Government Weighs NHI Retreat Amid Corruption Concerns
Reine Opperman
– December 30, 2025
6 min read

South Africa’s National Health Insurance (NHI) policy is at a critical juncture. Political support within the government has waned, with many stakeholders questioning the scheme’s viability, even as Health Minister Aaron Motsoaledi insists it can be implemented without succumbing to corruption or state capture.
Signed into law by President Cyril Ramaphosa in May 2024, the NHI aims to create a single, centralised healthcare system, nationalising private providers and restricting medical insurance. Critics warned that the government had failed to present a comprehensive assessment of the policy’s economic and social impacts, raising concerns about fiscal sustainability and the effects on South Africa’s entrepreneurial middle class.
Political signals now suggest a shift away from the NHI. Finance Minister Enoch Godongwana rejected proposals to cut medical-aid tax credits, highlighting the potential harm to middle-class taxpayers. The Democratic Alliance urged Health Minister Motsoaledi to rebuild the policy from the ground up. Insider sources say only a small group of hard-left African National Congress ideologues remain committed, while most party members recognise the policy risks alienating voters and undermining investor confidence.
These doubts are reinforced by South Africa’s public healthcare record. The Special Investigating Unit recently revealed R2 billion in looting and procurement fraud at Tembisa Hospital, stoking fears that the NHI could become another vehicle for corruption. Motsoaledi, however, maintains that the NHI’s design will prevent such abuse. By separating funders and providers - provinces remain service providers while the NHI acts as the central funder - the system aims to remove conflicts of interest. Procurement committees will include healthcare professionals, ensuring equipment is needed and appropriate, avoiding previous mismanagement, such as the purchase of unnecessary items like jeans for hospital staff.

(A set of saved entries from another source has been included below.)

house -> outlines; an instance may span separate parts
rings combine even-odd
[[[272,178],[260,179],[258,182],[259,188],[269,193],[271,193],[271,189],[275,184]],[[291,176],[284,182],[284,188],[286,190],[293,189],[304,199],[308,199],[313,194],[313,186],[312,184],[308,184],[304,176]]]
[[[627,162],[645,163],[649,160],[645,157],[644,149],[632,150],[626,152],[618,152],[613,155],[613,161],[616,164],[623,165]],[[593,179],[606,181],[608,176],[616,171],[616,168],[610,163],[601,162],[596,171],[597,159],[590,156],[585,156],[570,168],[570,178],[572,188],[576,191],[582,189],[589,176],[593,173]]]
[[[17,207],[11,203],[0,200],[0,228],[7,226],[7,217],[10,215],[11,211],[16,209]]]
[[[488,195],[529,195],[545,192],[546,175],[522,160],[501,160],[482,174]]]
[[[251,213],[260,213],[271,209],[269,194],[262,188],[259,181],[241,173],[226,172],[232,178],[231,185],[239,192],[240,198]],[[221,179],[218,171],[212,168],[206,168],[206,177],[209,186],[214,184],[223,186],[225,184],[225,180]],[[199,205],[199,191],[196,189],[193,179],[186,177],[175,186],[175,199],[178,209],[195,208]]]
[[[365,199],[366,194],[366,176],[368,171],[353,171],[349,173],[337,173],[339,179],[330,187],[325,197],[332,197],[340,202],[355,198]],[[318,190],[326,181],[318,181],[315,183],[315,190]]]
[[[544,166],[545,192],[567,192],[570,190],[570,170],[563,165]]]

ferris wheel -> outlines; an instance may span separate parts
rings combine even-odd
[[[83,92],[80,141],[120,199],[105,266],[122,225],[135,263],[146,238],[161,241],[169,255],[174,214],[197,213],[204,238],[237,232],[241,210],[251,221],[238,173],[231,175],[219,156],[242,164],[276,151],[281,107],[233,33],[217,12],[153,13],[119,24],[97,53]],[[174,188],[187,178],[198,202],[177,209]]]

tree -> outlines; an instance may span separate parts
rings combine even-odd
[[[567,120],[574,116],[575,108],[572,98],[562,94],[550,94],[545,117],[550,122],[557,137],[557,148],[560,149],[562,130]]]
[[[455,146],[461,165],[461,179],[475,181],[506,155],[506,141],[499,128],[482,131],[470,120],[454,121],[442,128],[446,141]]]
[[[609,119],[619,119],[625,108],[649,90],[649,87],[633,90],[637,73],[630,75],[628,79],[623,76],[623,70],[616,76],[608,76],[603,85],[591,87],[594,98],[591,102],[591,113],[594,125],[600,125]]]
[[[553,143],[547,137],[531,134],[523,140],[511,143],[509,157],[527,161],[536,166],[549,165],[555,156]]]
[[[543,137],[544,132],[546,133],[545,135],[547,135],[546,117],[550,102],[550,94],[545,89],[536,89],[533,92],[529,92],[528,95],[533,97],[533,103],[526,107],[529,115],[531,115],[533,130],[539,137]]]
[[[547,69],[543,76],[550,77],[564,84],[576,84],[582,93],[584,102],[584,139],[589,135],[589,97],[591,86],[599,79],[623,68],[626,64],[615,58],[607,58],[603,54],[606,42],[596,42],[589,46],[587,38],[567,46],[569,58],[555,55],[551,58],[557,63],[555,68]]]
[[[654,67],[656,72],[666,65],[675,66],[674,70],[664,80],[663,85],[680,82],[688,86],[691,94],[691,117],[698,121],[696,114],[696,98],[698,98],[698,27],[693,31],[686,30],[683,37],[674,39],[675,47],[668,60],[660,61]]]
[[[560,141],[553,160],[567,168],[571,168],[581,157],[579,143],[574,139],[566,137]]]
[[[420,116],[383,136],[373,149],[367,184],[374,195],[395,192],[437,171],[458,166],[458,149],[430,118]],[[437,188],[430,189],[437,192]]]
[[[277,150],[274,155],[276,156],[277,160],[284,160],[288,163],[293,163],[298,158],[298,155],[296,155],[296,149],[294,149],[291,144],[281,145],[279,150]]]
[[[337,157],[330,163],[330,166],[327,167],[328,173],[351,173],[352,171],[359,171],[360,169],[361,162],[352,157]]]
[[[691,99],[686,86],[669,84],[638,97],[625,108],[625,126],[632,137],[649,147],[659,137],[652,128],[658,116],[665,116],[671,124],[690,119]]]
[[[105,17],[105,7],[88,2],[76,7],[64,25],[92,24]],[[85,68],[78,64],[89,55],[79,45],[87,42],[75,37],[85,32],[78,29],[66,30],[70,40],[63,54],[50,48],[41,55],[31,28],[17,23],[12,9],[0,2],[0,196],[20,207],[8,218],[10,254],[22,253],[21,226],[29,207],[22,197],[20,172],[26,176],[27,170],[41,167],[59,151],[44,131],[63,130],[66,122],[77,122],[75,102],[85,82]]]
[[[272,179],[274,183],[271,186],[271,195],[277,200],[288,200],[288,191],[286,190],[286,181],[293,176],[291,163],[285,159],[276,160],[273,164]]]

“Governance failures should not deny South Africans access to universal healthcare,” Motsoaledi said, citing academic hospitals like Baragwanath and Steve Biko, and St John Eye Clinic, as examples of facilities already NHI-ready.
Critics remain sceptical. Civil society groups argue that the Act effectively bans private medical insurance and could require income tax hikes exceeding 30%, creating a monopoly vulnerable to mismanagement. Public commentary warns that the NHI could replicate past failures, with taxpayers funding both universal healthcare and private care without reforms that guarantee proper governance. Legal challenges from business and civil society groups could force the courts to overturn significant portions of the Act.
Alternatives under discussion include low-fee medical schemes for poorer South Africans and employer-funded coverage for staff. Such schemes could broaden access, catch health problems early, reduce costs, and maintain private-sector efficiency. Another approach would provide state coverage for the poor while allowing private providers to continue operating.
South Africa’s healthcare future hangs in the balance. Any reform must demonstrate credible governance, clear costing, and fiscal responsibility, balancing universal coverage ambitions with economic realities and public trust.